La déclaration des facteurs de risque du compte pénibilité peut être modifiée jusqu’au 30 septembre et jusqu’au 10 octobre pour les employeurs agricoles.

Vous êtes un employé exposé au risque professionnel ? Votre compte pénibilité vous permet de cumuler des points échangeables contre le financement d’une formation professionnelle, d’un passage au temps partiel sans perte de salaire ou d’un départ anticipé à la retraite.

Comment déclarer les facteurs de risques du compte pénibilité ?

Une fois par an, l’employeur est tenu de déclarer, via la DADS, ou, pour les salariés agricoles via la déclaration trimestrielle des salaires du 4ème trimestre, les facteurs de risque auquel chaque salarié est exposé au-delà des seuils déterminés par décret.

Les déclarations faites au titre de l’année 2015 peuvent être rectifiées jusqu’au 30 septembre 2016 et pour les employeurs agricoles jusqu’au 10 octobre 2016. Si la modification est favorable au salarié, la rectification est possible dans un délai de 3 ans.

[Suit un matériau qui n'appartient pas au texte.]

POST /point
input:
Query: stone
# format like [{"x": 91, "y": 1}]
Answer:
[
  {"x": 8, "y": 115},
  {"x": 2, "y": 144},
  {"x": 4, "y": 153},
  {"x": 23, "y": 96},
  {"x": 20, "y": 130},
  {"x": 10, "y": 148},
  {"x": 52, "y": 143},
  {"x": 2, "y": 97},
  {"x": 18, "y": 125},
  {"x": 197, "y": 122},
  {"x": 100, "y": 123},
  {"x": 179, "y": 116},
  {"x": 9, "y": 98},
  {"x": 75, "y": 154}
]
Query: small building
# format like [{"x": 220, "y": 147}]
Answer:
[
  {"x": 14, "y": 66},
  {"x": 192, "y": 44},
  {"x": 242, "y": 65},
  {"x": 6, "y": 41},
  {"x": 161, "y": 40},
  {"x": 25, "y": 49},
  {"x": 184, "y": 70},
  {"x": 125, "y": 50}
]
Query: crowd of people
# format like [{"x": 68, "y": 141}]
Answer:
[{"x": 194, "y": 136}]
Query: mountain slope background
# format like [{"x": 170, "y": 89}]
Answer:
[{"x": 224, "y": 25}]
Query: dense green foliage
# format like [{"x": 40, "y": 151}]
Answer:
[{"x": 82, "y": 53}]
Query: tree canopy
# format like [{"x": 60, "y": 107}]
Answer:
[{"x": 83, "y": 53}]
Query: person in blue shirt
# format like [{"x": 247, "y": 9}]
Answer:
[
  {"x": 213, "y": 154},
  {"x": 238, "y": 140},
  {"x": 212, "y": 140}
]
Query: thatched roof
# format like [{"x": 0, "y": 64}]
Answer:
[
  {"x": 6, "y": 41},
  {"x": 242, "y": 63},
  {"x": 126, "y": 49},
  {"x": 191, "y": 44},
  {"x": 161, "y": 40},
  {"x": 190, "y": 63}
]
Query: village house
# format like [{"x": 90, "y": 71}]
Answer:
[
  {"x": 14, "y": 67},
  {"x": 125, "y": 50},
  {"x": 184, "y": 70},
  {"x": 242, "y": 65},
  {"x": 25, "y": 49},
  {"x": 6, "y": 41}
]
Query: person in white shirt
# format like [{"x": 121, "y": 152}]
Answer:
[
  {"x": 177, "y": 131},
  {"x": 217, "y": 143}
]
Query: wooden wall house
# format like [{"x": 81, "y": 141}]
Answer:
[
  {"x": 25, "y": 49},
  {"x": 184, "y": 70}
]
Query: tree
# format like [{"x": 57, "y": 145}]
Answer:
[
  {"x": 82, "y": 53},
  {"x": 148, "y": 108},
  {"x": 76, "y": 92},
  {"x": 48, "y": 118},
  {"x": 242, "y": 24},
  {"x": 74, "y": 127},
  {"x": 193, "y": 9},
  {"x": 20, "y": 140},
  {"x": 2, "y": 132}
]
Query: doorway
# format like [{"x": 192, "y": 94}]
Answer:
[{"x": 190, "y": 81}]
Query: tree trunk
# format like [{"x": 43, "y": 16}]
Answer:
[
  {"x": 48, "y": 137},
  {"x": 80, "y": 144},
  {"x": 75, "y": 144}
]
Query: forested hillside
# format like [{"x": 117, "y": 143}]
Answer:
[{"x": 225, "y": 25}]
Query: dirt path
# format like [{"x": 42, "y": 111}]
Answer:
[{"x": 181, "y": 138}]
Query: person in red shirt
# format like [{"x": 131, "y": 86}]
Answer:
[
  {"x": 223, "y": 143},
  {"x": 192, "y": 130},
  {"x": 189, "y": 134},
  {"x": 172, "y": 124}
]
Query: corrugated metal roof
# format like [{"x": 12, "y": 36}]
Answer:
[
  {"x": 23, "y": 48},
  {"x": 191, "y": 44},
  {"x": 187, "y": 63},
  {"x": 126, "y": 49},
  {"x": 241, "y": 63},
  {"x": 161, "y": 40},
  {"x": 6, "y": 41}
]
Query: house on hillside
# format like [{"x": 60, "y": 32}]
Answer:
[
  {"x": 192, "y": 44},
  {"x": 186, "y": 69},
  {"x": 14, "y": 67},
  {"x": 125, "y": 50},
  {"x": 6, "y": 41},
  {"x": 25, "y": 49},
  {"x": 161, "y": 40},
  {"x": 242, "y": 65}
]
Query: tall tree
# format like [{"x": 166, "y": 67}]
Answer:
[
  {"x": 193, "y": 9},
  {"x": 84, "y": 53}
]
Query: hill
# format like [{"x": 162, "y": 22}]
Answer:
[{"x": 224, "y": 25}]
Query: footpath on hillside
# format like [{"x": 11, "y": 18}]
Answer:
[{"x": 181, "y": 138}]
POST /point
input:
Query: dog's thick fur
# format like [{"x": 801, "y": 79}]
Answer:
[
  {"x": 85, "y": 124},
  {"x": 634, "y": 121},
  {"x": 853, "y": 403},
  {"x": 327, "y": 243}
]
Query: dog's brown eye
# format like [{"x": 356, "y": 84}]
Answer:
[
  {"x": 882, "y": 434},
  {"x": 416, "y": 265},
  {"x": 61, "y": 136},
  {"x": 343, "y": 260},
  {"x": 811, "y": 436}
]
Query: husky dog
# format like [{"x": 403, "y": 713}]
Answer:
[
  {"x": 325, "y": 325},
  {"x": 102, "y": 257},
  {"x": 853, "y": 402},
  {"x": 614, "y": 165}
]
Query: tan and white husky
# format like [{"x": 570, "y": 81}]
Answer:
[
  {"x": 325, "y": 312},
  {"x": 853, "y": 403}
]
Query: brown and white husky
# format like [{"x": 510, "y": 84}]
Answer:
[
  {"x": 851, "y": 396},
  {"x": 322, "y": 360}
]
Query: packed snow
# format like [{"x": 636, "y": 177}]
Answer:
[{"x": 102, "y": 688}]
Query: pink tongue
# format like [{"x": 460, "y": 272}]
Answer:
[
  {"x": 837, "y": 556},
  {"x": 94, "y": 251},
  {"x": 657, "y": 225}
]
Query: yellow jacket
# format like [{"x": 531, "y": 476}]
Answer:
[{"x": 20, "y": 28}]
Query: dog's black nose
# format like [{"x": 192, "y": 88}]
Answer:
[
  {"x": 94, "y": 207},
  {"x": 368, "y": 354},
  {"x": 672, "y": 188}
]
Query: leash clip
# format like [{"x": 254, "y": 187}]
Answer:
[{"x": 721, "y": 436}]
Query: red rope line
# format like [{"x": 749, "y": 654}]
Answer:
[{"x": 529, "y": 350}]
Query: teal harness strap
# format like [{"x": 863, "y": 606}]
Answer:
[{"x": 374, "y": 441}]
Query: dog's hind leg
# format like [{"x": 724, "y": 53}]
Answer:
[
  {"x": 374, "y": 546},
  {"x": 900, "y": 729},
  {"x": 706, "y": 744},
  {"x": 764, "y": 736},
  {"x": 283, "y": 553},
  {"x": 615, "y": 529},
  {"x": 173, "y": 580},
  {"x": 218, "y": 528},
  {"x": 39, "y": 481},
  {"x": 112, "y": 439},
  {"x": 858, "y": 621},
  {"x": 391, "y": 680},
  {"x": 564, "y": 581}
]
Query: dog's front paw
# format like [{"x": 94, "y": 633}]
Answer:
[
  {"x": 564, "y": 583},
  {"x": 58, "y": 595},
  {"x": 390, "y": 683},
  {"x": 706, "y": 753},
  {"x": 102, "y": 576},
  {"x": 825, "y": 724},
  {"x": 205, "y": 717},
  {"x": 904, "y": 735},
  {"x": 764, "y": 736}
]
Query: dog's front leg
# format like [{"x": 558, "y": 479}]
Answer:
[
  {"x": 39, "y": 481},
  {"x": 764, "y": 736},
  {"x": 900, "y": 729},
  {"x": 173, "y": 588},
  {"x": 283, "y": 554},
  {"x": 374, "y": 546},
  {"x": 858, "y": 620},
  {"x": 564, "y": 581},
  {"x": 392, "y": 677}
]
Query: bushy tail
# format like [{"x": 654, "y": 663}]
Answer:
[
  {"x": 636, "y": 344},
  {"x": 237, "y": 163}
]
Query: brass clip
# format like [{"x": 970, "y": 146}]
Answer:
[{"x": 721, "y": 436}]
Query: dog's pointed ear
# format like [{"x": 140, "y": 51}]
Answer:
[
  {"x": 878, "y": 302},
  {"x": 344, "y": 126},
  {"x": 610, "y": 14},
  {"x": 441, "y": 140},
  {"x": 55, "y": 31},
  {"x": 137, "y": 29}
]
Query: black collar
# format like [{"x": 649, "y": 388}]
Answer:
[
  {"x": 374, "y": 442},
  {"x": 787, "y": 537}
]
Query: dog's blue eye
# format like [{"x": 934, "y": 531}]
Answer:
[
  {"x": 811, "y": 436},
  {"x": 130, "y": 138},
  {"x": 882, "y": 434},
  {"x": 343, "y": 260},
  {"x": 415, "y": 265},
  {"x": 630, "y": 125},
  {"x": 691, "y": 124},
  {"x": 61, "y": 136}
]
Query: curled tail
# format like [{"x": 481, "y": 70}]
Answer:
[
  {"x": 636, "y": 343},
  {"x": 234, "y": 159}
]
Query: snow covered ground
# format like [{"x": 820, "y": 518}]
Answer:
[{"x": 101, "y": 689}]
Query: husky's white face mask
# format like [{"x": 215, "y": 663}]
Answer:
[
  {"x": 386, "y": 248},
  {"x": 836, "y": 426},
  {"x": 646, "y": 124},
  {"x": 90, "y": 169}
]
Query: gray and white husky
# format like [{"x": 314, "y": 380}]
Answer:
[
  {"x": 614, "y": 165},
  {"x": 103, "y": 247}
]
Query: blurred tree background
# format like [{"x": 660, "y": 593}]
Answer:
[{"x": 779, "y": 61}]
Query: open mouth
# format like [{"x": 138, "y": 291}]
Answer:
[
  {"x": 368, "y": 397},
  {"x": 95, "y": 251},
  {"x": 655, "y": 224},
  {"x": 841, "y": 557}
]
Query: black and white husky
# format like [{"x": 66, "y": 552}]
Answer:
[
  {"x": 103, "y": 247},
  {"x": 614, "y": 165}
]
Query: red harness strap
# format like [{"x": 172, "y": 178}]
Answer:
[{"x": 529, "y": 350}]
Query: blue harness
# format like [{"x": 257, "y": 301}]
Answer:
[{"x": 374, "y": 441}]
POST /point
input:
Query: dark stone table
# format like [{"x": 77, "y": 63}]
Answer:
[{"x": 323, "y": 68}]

Les modalités de fonctionnement du compte pénibilité

Les obligations des employeurs concernant le compte personnel de prévention de la pénibilité ont été clarifiées depuis le 21 juin 2016. Cogedis vous explique comment évaluer la pénibilité des travailleurs dans 3 cas de figure :

  • Il existe dans votre secteur d’activité un accord collectif étendu concernant la prévention de la pénibilité, vous devez vous y référer pour déclarer l’exposition de vos salariés. A noter : Si vous avez déjà mis en place votre propre dispositif d’évaluation des risques, vous pouvez continuer à l’appliquer à la condition de vérifier qu’il n’est pas contraire à l’accord collectif applicable dans votre branche.
  • Si un référentiel homologué existe, vous avez le choix : vous pouvez le prendre en compte pour déclarer l’exposition de vos salariés ou utiliser votre propre dispositif d’évaluation. Les référentiels homologués aident les employeurs dans leurs démarches d’évaluation des risques en caractérisant les postes, métiers ou situations de travail exposés à la pénibilité.
  • Lorsqu’il n’existe ni accord collectif de branche ni référentiel professionnel homologué, c’est à l’employeur d’établir l’évaluation de l’exposition de ses salariés au-delà des seuils fixés.

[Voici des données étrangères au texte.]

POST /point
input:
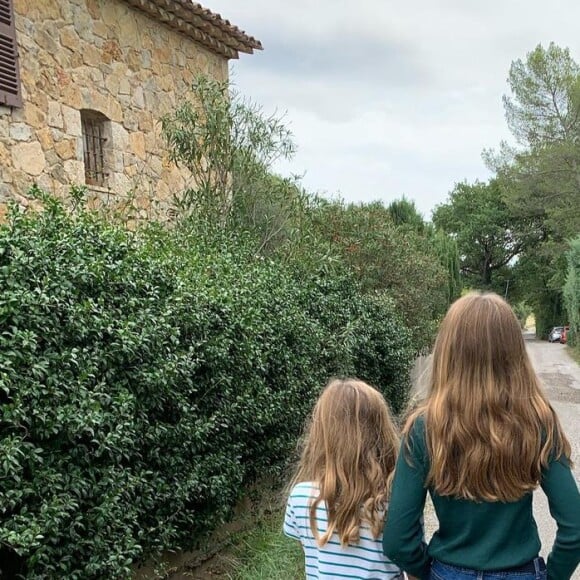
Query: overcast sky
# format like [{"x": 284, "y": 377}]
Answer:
[{"x": 390, "y": 98}]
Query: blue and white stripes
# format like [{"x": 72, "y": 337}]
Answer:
[{"x": 365, "y": 561}]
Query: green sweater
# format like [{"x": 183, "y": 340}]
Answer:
[{"x": 477, "y": 535}]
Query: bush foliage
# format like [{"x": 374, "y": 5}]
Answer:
[{"x": 147, "y": 377}]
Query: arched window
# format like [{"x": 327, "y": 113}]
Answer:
[{"x": 96, "y": 147}]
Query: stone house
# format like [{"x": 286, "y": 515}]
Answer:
[{"x": 83, "y": 84}]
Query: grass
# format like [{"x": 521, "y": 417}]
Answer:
[{"x": 264, "y": 553}]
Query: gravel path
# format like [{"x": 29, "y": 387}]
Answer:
[{"x": 561, "y": 378}]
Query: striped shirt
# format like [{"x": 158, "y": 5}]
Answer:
[{"x": 363, "y": 561}]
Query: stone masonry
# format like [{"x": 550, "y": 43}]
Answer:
[{"x": 108, "y": 57}]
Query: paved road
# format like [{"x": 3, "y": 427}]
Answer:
[{"x": 561, "y": 378}]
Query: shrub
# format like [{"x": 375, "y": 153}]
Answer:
[{"x": 146, "y": 378}]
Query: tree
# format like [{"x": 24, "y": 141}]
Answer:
[
  {"x": 572, "y": 291},
  {"x": 541, "y": 179},
  {"x": 388, "y": 259},
  {"x": 488, "y": 235},
  {"x": 404, "y": 213},
  {"x": 543, "y": 114},
  {"x": 229, "y": 146},
  {"x": 544, "y": 104}
]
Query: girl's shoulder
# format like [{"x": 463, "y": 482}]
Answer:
[{"x": 305, "y": 490}]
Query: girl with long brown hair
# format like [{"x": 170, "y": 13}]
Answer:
[
  {"x": 482, "y": 441},
  {"x": 341, "y": 487}
]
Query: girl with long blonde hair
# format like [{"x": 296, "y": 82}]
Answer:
[
  {"x": 341, "y": 487},
  {"x": 482, "y": 441}
]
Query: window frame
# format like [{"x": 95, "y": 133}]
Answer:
[{"x": 10, "y": 84}]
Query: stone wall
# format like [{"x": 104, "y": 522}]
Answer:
[{"x": 104, "y": 56}]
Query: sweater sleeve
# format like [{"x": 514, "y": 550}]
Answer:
[
  {"x": 403, "y": 540},
  {"x": 563, "y": 496}
]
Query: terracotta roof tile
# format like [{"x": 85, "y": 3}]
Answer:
[{"x": 201, "y": 24}]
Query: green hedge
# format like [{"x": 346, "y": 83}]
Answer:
[
  {"x": 146, "y": 378},
  {"x": 572, "y": 291}
]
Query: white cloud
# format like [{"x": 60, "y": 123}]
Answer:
[{"x": 388, "y": 98}]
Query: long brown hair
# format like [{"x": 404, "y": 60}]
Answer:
[
  {"x": 349, "y": 451},
  {"x": 489, "y": 427}
]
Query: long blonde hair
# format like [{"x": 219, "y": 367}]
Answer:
[
  {"x": 489, "y": 428},
  {"x": 349, "y": 450}
]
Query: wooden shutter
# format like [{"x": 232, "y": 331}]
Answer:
[{"x": 10, "y": 93}]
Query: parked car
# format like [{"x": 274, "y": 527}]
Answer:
[{"x": 555, "y": 334}]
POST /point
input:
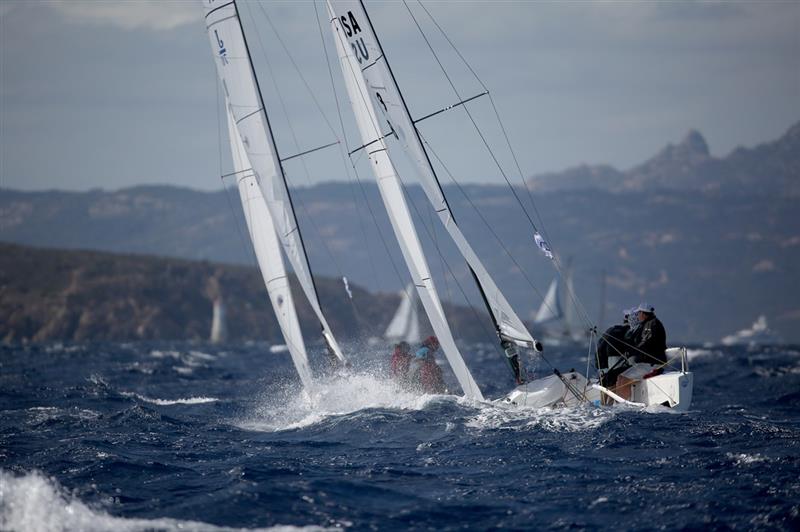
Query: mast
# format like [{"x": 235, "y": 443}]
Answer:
[
  {"x": 242, "y": 91},
  {"x": 385, "y": 95},
  {"x": 394, "y": 201},
  {"x": 268, "y": 254}
]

Pour mémoire : l’ensemble des 10 facteurs de pénibilité sont applicables  depuis le 1er juillet 2016 : travail de nuit, travail en équipes successives alternantes, travail répétitif, travail en milieu hyperbare, manutentions manuelles, postures pénibles, vibrations mécaniques, agents chimiques dangereux, températures extrêmes et bruit.